Dans un Moyen-Orient en proie à tant de convulsions, ce sont plutôt de bonnes nouvelles qui viennent pour l’instant d’Irak : la grande ville de Mossoul a été reconquise sur l’Etat islamique, ce qui redonne un sentiment de fierté nationale aux Irakiens ; les dissensions apparues entre les Kurdes et le reste du pays au lendemain du référendum d’indépendance de septembre de 2017 se sont apaisées ; les élections parlementaires dont dépendait la reconstruction politique du pays se sont déroulées presque sans encombre.
 
Ces élections ont mené à une redistribution des pouvoirs à l’échelle nationale, et à la nomination d’un Premier ministre, M. Adel Abdel-Mahdi, estimé pour son expérience, sa modération et sa capacité d’équilibre entre les différentes factions confessionnelles et politiques. La personnalité du nouveau Président, M. Barham Saleh, constitue aussi un gage de réconciliation.
 
Un nouveau climat existe à Bagdad, où s’affirme une volonté d’indépendance vis-à-vis des influences encore omniprésentes dans le pays, notamment de la part de l’Iran et des Etats-Unis. Les éléments semblent ainsi réunis pour que l’Etat irakien retrouve progressivement sa pleine souveraineté, voire exerce une influence régionale positive.

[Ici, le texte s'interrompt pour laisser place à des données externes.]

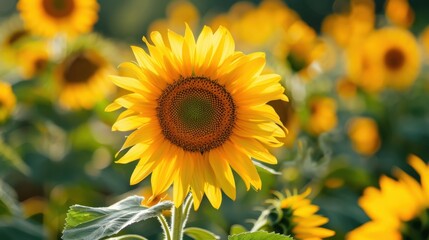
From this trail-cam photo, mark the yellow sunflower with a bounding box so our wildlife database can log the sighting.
[0,81,17,123]
[0,16,32,68]
[385,0,414,28]
[322,0,375,48]
[347,155,429,240]
[148,0,200,40]
[16,41,50,79]
[55,48,114,109]
[17,0,99,37]
[106,25,287,209]
[347,117,380,156]
[307,97,337,135]
[347,27,420,92]
[256,188,335,239]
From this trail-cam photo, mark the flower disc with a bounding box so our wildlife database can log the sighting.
[157,76,235,153]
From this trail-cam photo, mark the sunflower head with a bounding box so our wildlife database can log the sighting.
[0,82,17,123]
[346,27,420,92]
[107,25,287,209]
[385,0,414,28]
[307,97,337,135]
[347,117,381,156]
[17,0,99,37]
[255,189,335,239]
[55,47,114,109]
[347,155,429,240]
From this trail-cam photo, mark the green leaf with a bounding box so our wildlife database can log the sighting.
[230,224,247,235]
[0,217,46,240]
[252,161,281,175]
[228,231,293,240]
[0,180,22,217]
[184,227,220,240]
[62,195,173,240]
[0,139,30,175]
[105,234,148,240]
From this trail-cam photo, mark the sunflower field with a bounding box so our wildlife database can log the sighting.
[0,0,429,239]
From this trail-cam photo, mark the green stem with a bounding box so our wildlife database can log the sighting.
[157,215,172,240]
[171,203,184,240]
[170,194,193,240]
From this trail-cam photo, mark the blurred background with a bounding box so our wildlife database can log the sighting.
[0,0,428,239]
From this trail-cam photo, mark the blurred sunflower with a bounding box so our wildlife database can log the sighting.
[385,0,414,28]
[16,41,50,79]
[107,25,287,209]
[0,16,32,67]
[347,117,380,156]
[148,0,200,40]
[209,0,298,53]
[255,188,335,239]
[322,0,375,48]
[55,48,114,109]
[307,97,337,135]
[347,155,429,239]
[17,0,99,37]
[281,20,327,79]
[0,82,16,123]
[347,27,420,92]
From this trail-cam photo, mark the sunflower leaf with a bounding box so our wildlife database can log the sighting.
[62,195,173,240]
[252,161,281,175]
[0,180,22,217]
[0,139,30,176]
[230,224,247,235]
[228,231,294,240]
[184,227,220,240]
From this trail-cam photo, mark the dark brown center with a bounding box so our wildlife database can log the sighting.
[42,0,75,18]
[63,52,100,84]
[6,30,29,45]
[384,47,405,71]
[157,76,236,153]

Un nouveau climat existe à Bagdad, où s’affirme une volonté d’indépendance vis-à-vis des influences encore omniprésentes dans le pays.

Signe de cette dynamique, une conférence inhabituelle vient de se tenir dans la capitale irakienne sous la bannière du Bagdad Policy Club, avec le parrainage du Premier ministre, pour réfléchir à ce que pourrait être le futur rôle de l’Irak dans la région. Elle réunissait des experts irakiens, du Golfe, d’Iran, de Syrie, de Jordanie, d’Egypte, de Russie et d’Europe. L’Institut Montaigne y était représenté.

La première impression qui ressort de ces échanges est un optimisme prudent. Optimisme, car la démocratie semble pour la première fois s’imposer en Irak. Le fait ethnico-confessionnel, donnée incontournable du partage des pouvoirs depuis l’Irak mandataire de la Grande-Bretagne jusqu’au gouvernement pro-chiite de Nouri al-Maliki au lendemain de l’intervention américaine, en passant par le Baath sunnite de Saddam Hussein, paraît aujourd'hui s’effacer derrière un sentiment national irakien. Les évènements de Bassorah en octobre dernier, au cours desquels les consulats d’Iran et des Etats-Unis avaient été mis à sac par la foule, manifestaient une aspiration populaire qui trouve un fort écho au sein de la sphère politique dans la capitale.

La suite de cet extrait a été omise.